Anouk, rijdocent bij de politie: ‘Het zweet brak me uit…..’
Gepubliceerd: 18 oktober 2024
‘Tijdens mijn opleiding tot agent zit ik bij een ervaren collega in de auto. Hij rijdt te hard, dat voel ik. Het maakt me niet uit. Ik ben jong en wil boeven vangen. We rijden naar een melding: jongeren slaan elkaar met honkbalknuppels. Mijn collega en ik komen er nooit aan. Onderweg vliegen we met flinke snelheid uit de bocht. We belanden frontaal tegen een verkeerspaal, die vooral aan mijn kant de auto doorboort. Mijn collega is in shock en zegt geen woord. Ik pak meteen mijn portofoon. “OC, we hebben een aanrijding”, zeg ik tegen de meldkamer.
Ik klink heel rustig, dus de centralist denkt dat het meevalt. Maar het valt niet mee. Van de voorkant van de auto is niets meer over. Het motorblok heeft er nét voor gezorgd dat wij het hebben overleefd. Die ving de klap op. Maar mijn collega en ik hebben zo veel pijn dat we niet meer zelf uit de auto kunnen.
De brandweer zaagt het dak eraf om ons te bevrijden. Ze maken ons vast aan een brancard en tillen ons eruit. De ambulance rijdt meteen met ons naar het ziekenhuis, omdat de ambulancebroeders bang zijn dat wij interne bloedingen hebben. Eén van hen zegt tegen mij: “Het scheelde niet veel of jij was er niet meer geweest vandaag.” Zo’n klap hebben we gemaakt. Gelukkig hebben we geen ernstige verwondingen. De volgende dag realiseer ik hoe bijzonder het is dat wij er zo goed vanaf zijn gekomen.
De opluchting die ik op dat moment voel, maakt al snel plaats voor angst tijdens mijn eerstvolgende noodhulpdienst. Steeds vaker zeg ik tegen een collega: “Ik rijd wel.” Vooral omdat ik het eng vind als iemand anders rijdt. Ik word steeds banger. Het zweet breekt me uit als we hard door een bocht rijden. Als ik wel bijrijder ben, kijk ik krampachtig met de bestuurder mee. “Heb je dit wel gezien?”, vraag ik veel te vaak. De angst put me volledig uit.
Ik heb hulp nodig, denk ik na een paar weken. Mijn leidinggevende stuurt me daarom naar een psycholoog. Daar krijg ik EMDR-therapie, een soort therapie om mijn trauma te verwerken.

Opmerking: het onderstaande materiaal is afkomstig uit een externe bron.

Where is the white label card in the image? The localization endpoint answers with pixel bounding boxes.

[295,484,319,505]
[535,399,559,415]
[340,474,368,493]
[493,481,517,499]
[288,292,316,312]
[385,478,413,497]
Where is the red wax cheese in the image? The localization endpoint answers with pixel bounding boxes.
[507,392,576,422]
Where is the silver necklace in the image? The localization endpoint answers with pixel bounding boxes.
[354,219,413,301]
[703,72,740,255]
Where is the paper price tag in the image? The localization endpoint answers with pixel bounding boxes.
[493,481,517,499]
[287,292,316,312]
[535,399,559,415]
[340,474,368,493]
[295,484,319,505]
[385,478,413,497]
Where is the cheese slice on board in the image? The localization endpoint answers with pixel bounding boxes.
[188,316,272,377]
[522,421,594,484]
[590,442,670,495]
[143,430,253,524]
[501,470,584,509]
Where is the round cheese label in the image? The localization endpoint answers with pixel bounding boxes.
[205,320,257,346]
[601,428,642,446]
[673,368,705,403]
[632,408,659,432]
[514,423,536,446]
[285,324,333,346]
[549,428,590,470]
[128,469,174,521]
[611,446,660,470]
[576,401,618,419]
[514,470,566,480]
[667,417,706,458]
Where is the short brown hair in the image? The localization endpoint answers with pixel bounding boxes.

Ik moet daarbij een koptelefoon op met piepjes, terwijl ik tegelijk aan het meest heftige moment van de aanrijding denk. De therapie lijkt mij eerst wat zweverig, maar het werkt wél. De scherpe randjes van mijn trauma zijn er na drie sessies vanaf. Met minder spanning stap ik weer in de noodhulpauto. Elke dienst krijg ik meer rust. Ook het vertrouwen in mijn collega’s komt terug; ik vind het steeds minder erg als iemand anders rijdt. Tot ik uiteindelijk zonder angst in de auto zit.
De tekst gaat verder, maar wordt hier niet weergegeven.